NO WRITER ATTRIBUTED

Unlike most of Harvard's annual events, Class Day has no number. Tomorrow's commencement will be No. 297. The Yale game next fall will be No. 65. But today's events, while unquestionably "traditional," belong to a tradition that was never established as such, and then kept track of, and numbered, from year to year.

Class Day, in other words, evolved. It crept into existence. It started creeping in 1707--more than 100 years before it came to be known as Class Day--when the Fellows of Harvard College "treated" the graduating class.
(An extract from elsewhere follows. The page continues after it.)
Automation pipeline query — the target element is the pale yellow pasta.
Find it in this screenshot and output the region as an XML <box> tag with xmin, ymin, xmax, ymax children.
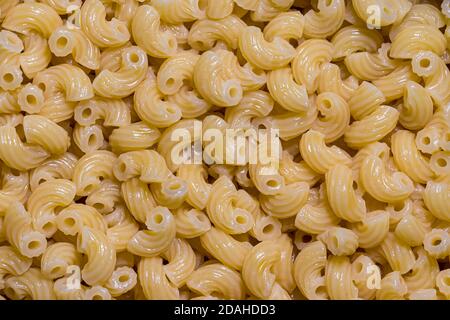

Just what a "treat" is nobody seems to know, but it caused one Joseph Sewall to put in his diary that he "too much indulged vain proud thoughts."

As long as this sort of puritanism held pre-Commencement activities in check, nothing like a genuine, festive Class Day existed. But in 1834, some-where, somehow, iced punch came into the Yard, and within the next four years, Senior celebrations had become so bachannalian that President Quincy put a ban on dancing and drinking, thereby threatening to nip Class Day in the bud. But when the actual day arrived, the ladies, who according to some dim nineteenth century logic had previously gone away from the Yard in the afternoon when the real celebrating began, were allowed to remain. Something in the sight of the couples and the sound of the band made President Quincy reverse his field and exclaim "Music! Young men! Young ladies! No dancing! Take partners for a cotillion!" And the resulting festivities were repeated annually, and improved, and finally officially named Class Day in 1850.

Thus was formed the tradition that is to be continued today. It is a tradition that has become more and more refined since 1834, a process that seems to have followed President Lowell's general rule that "men removed by a few degrees above the savage state, as youths on the eve of graduating from our colleges often are, put up with course amusements only because no refined ones are offered in their stead." Today, for instance, there will be a baseball game instead of the nineteenth century's dance around the Liberty Tree, which involved holding hands and skipping about and jumping frantically to get hold of a piece of a wreath. This, surely, is progress. And in the nineteenth century President Lowell exulted "What a glorious object is a Senior on Class Day to a maiden of sixteen." Today, there will probably not be a girl under eighteen in Harvard Yard, and this, too, is progress. It is the sort of progress that can create confidence in the future of Harvard College and in the future--all the more unlimited because unnumbered--of the institution of Class Day.